Cet article est tiré du blog « Democracy in America » qui rassemble des contributions des correspondants du magazine The Economist qui traitent de politique américaine.
Ce papier est signé seulement des initiales du correspondant, M.S., mais il faut dire qu’il aurait, à quelques petits détails près, pu parfaitement être signé de Gilad Atzmon dont le journaliste semble avoir lu le livre "The Wandering Who ?."
Où alors ce journaliste a abouti indépendamment aux mêmes conclusions que le fameux jazzman ex sioniste.
En même temps, il faut dire que c’est Netanyahou en personne qui nous convie à rejoindre l’analyse d’Atzmon quand il fait ce geste très symbolique qui consiste à offrir le Livre d’Esther au président des Etats Unis.
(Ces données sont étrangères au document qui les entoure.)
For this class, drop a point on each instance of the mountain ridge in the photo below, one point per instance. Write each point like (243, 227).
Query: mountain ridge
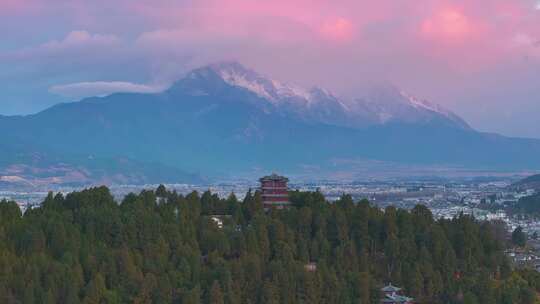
(204, 124)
Ce qui revient à demander à Barack Obama d'assumer le rôle qui avait été celui du roi de Perse dans le Libre d'Esther.
Ce livre relate comme il est dit dans l’article une tentative d’élimination des Juifs en Perse à l’instigation d’un certain Haman, vizir du roi Ahasuerus. Une tentative déjouée grâce à Esther, l’épouse crypto-juive du roi et ce sont finalement les ennemis des Juifs qui seront exterminés.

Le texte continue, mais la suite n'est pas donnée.